What came across from the survey responses was the acceptance of corruption as "part of life." In fact many didn't even think that paying money to getting anything done was corruption. They thought payment for services was a natural practice. Everyday retail level corruption is routine. In fact, field researchers have said that the 11% of the people who said they hadn't experienced corruption could actually be thinking that what affects their "well being" as corruption and not what they pay regularly whenever any service is to be had. Or even goods bought from the market.

The JL members who were caught in the "casino net' had been doing business for years and there had been a few media reports on it also but not many. When asked why media neglected to report them, media members said that these casinos had been going on as gambling dens for so many years that all thought they were normal business. And they were all owned by the powerful people so why should media report when it's so common. It was not seen as crime by most people including media.

The yaba model is all pervasive

The same scenario applies to the yaba drug trading as well. Yaba trading has many layers and those caught in anti-drug campaigns are largely from the bottom layer. The top ones are not touched and even most bottom ones are left alone. It's such a big businesses that many fear that if yaba trade collapses, the national economy may face a mini crisis.

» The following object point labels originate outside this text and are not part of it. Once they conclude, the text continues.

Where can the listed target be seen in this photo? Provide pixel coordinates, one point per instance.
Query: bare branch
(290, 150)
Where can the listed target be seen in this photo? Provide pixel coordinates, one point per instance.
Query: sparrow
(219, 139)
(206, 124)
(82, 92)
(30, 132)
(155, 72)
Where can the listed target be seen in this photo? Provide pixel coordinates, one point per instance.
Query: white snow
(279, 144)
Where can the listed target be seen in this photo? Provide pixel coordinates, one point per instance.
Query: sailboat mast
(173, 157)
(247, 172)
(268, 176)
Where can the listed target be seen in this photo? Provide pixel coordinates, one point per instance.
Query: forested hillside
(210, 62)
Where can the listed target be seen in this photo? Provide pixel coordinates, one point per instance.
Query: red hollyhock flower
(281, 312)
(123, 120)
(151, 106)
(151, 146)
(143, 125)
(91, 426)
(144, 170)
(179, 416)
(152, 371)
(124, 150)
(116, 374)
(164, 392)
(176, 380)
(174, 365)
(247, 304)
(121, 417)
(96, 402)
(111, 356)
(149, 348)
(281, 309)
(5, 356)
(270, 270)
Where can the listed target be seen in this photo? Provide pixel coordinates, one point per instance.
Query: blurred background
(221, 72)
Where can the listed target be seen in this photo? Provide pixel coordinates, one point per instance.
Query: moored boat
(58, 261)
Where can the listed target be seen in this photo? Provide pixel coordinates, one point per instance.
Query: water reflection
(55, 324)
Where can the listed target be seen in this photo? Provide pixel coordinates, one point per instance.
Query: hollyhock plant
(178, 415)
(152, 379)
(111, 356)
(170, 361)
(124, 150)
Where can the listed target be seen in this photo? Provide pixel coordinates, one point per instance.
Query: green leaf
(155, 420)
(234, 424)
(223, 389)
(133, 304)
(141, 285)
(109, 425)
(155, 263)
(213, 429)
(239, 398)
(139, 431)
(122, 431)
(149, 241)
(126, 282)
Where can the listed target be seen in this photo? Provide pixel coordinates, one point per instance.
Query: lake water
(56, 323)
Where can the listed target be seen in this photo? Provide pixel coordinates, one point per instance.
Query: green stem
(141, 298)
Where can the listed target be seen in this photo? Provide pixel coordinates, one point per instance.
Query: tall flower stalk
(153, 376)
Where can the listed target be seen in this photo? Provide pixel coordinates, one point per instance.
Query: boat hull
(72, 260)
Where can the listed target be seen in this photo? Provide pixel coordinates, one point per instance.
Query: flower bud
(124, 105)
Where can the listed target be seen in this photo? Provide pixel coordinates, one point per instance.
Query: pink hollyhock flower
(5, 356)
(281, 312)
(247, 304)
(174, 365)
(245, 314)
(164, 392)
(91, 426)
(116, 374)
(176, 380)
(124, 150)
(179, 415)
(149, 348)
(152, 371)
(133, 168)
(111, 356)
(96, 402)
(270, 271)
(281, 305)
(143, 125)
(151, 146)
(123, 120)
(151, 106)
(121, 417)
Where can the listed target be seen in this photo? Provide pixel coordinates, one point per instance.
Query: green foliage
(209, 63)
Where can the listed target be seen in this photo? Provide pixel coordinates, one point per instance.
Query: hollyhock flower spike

The anti-yaba drive is almost a year old but the supply has not declined much. People point to the massive demand which is so big that law and order including extra-judicial killing has not dented the sector.

It's possible for the drug mafia to go on because many people who are supposed to control the trade are corrupt. The dealers care about profit not life and death. Suppliers have no concern except profit and the state structure is protected by a section of the powerful.

The PM means well and has said so but she is probably out of touch with contemporary ideas about wealth, corruption and honor amongst the casino crowd. In Bangladesh honor doesn't matter much. Wealth matters.

Jubo League will no doubt become strong but whether the corrupt will listen to the PM and mend their ways is another matter.